Windsong were a British folk-rock band of the 1970s, known as one of the groups in which Annie Lennox was involved before becoming famous with The Tourists and Eurythmics.

The group was founded by Frank Underwood in London in the early 1970s, and received much press exposure at that time. Gigs in the early days consisted mainly of wine bars and festivals. Personnel varied during the two years, with Lennox involved during 1975 as singer and flute player. A number of tracks were recorded at Chalk Farm Studios at this time, remembers Alida Hazelgrove who was a member of the band during its early period (tambourine and triangle).

==Discography==
Although the band toured and performed widely, only one EP entitled A Sampler seems eventually to have been released in July 1978 on the Tank record label, incorporating the songs:
- "What Colour is the Wind" (Underwood)
- "Summer Come Along" (Underwood)
- "Highway Song" (Underwood)
- "My Baby Keeps Staying Out All Night Long" (trad arr.
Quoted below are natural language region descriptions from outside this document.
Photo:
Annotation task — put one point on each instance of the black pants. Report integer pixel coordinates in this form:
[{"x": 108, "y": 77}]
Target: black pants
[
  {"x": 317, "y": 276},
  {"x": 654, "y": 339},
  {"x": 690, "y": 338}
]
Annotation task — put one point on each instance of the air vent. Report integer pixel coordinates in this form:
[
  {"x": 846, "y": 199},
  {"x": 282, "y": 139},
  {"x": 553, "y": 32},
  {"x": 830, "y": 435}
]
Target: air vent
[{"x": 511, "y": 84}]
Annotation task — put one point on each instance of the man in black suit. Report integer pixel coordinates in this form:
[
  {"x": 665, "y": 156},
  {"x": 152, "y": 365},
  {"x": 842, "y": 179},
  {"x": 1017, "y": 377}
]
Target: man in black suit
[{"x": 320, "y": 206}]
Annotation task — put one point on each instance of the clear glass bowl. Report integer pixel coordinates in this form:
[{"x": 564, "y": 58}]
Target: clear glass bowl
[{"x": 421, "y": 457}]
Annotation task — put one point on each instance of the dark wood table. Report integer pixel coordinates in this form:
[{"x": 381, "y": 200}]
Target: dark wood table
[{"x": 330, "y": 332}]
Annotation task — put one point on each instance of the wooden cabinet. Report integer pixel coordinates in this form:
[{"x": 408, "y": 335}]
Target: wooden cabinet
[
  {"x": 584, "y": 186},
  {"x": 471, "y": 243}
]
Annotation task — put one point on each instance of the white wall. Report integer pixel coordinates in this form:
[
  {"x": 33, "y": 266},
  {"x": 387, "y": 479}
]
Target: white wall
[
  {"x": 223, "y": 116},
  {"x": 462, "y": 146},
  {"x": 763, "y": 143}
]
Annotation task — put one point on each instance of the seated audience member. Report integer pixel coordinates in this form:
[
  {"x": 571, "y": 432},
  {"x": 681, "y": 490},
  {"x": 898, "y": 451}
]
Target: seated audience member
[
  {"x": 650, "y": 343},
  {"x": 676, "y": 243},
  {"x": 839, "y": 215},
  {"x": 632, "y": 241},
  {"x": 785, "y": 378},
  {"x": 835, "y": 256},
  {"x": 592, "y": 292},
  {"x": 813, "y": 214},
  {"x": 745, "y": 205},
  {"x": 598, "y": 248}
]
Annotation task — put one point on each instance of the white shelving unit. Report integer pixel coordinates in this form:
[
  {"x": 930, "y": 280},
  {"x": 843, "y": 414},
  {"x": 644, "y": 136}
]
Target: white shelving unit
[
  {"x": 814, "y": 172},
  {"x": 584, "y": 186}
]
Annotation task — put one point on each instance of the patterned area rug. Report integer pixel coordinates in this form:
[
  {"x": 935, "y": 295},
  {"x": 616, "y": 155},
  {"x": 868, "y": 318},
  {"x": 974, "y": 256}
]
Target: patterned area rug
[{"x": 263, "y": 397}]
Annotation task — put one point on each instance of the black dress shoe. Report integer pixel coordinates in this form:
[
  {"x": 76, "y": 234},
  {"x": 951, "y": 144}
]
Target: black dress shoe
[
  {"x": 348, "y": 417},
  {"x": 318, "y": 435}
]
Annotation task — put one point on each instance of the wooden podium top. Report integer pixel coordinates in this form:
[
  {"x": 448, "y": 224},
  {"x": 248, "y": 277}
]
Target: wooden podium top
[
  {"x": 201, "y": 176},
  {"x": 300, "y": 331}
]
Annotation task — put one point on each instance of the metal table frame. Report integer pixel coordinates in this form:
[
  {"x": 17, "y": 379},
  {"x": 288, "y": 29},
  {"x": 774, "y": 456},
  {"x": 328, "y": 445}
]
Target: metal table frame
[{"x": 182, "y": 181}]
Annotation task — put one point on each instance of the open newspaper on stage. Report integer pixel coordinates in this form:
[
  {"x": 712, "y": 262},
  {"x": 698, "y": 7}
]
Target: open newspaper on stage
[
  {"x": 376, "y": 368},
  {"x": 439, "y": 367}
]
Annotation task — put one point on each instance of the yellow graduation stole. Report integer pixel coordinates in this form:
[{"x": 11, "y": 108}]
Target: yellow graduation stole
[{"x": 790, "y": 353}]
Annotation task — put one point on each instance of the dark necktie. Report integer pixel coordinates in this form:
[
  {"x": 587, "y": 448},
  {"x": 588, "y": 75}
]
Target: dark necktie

Ralph McTell)

==Personnel==
The line-up on the recording appears to encompass the following people:
- Frank Underwood (guitar, harmonica, vocals)
- Helene Winsor (violin)
- Paul Crew (keyboards, flute, oboe, cor anglais)
- Larry Barton (cello)
- Ian Anderson (bass)
- Alida Hazelgrove (tambourine, triangle)

While Lennox certainly appeared on demos and private recordings of the band, it would seem from the sleeve listing that her involvement had ceased by the time of this public release.

=== Further line-ups ===
August 1978—Frank Underwood, Kristine Anderson, Helene Winsor, Paul Crew, Larry Barton and Lenny Clarke.

September 1978—Frank Underwood, Beverley Manning, Helene Winsor, Paul Crew, Lenny Clarke, Mike Haynes.